Comment: There is no reason to think that the current investigations are limited to broker-dealers and hedge funds, and the trail could easily lead the SEC staff to company personnel. It is more important than ever for companies to monitor and enforce their insider trading policies.
The SEC last month reported that it entered into a consent decree with former officers and accountants at SafeNet in the first enforcement action by the Commission under Regulation G. Reg G regulates the use (and abuse) of "non-GAAP financial measures" by reporting companies. The complaint accused the personnel of engaging in a scheme to meet or exceed quarterly EPS targets through improper accounting adjustments. The company represented that it was excluding "non-recurring" expenses from its results, when in fact it was excluding recurring operating expenses to make its earnings look better.

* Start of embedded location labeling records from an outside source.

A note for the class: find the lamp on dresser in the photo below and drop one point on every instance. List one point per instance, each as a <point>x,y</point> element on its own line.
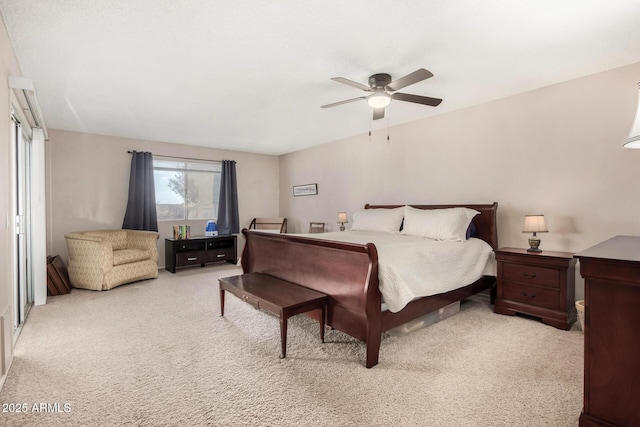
<point>342,220</point>
<point>534,224</point>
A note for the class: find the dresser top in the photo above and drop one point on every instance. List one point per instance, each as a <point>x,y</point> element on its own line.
<point>623,248</point>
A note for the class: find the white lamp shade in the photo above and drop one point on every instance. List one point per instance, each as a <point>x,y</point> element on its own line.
<point>534,224</point>
<point>633,141</point>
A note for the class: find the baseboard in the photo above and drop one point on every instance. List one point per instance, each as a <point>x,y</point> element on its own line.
<point>6,344</point>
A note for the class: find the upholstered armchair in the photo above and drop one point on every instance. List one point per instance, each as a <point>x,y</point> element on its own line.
<point>103,259</point>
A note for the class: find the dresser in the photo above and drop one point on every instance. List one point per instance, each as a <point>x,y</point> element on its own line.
<point>199,251</point>
<point>539,284</point>
<point>611,272</point>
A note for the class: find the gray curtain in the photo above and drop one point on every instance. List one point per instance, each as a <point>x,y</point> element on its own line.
<point>228,220</point>
<point>141,207</point>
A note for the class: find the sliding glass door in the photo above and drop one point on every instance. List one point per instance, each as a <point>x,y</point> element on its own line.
<point>23,270</point>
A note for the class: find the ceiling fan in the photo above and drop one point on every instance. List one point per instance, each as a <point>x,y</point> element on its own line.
<point>384,90</point>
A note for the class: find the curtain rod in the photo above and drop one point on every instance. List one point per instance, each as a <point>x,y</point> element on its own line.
<point>183,158</point>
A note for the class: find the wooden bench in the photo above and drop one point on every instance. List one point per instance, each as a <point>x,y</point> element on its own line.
<point>276,296</point>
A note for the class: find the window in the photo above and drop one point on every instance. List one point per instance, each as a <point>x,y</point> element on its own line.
<point>186,189</point>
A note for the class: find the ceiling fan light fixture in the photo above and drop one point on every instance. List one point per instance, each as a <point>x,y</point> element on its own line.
<point>379,99</point>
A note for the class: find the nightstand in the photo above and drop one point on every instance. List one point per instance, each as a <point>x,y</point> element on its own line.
<point>537,284</point>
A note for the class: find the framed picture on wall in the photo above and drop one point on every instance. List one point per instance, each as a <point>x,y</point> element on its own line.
<point>305,190</point>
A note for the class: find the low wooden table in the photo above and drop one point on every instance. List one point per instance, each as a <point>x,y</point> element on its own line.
<point>279,297</point>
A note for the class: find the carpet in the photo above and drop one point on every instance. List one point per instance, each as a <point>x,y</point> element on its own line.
<point>157,353</point>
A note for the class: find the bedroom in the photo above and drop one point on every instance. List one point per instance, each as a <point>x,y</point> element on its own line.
<point>555,150</point>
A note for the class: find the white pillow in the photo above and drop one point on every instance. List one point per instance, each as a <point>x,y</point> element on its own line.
<point>378,219</point>
<point>438,224</point>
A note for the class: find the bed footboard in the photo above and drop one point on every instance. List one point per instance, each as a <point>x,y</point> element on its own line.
<point>347,273</point>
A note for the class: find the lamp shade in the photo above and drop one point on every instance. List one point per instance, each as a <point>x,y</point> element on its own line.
<point>633,141</point>
<point>379,99</point>
<point>534,224</point>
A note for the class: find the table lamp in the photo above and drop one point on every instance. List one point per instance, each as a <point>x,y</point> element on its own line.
<point>342,220</point>
<point>534,224</point>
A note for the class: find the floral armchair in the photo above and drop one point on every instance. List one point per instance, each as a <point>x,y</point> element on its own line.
<point>103,259</point>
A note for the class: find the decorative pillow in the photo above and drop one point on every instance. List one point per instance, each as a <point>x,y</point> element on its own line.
<point>472,231</point>
<point>378,219</point>
<point>438,224</point>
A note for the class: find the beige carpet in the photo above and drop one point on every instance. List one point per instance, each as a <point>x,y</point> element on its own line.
<point>158,353</point>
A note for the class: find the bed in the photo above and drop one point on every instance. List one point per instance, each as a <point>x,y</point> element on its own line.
<point>349,273</point>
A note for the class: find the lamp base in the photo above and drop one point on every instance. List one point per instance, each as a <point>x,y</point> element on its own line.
<point>534,242</point>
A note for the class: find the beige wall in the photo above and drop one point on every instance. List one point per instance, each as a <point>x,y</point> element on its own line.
<point>88,184</point>
<point>556,151</point>
<point>8,67</point>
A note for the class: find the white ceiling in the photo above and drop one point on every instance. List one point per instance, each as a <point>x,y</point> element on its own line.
<point>251,75</point>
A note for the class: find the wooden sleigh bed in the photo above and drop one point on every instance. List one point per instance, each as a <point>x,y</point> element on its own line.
<point>348,273</point>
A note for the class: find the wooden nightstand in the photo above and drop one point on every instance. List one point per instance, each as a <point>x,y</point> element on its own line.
<point>537,284</point>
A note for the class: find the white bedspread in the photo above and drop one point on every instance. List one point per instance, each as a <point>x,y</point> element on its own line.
<point>410,267</point>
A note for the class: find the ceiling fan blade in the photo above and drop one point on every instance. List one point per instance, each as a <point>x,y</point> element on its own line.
<point>409,79</point>
<point>425,100</point>
<point>343,102</point>
<point>352,83</point>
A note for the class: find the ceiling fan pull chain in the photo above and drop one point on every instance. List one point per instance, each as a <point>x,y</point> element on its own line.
<point>387,126</point>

Comment: SafeNet obviously was engaged in outright fraud, and Reg G gave the SEC staff another means to go after bad people. However, it's no coincidence that the first Reg G proceeding is in late 2009 - again, the enforcement staff is actively looking for perceived wrongdoing, in part to justify the agency's continued existence. Public companies should be more careful than ever in complying with Reg G - for example, be careful about characterizing any excluded expenses as "non-recurring," which is a real hot-button issue with the SEC staff.
Westlaw Business Currents reported last week that there has been a "noticeable uptick" in companies disclosing Wells Notices relating to enforcement proceedings.
Comment: Be careful out there. And don't get caught cheating.
No News. I keep checking the SEC calendar to see whether the Commission has scheduled a meeting to consider adoption of the new proxy disclosure rules. Nothing posted yet. It's hard to predict whether anything will be adopted this year, or whether the new rules will be effective for the 2010 proxy season.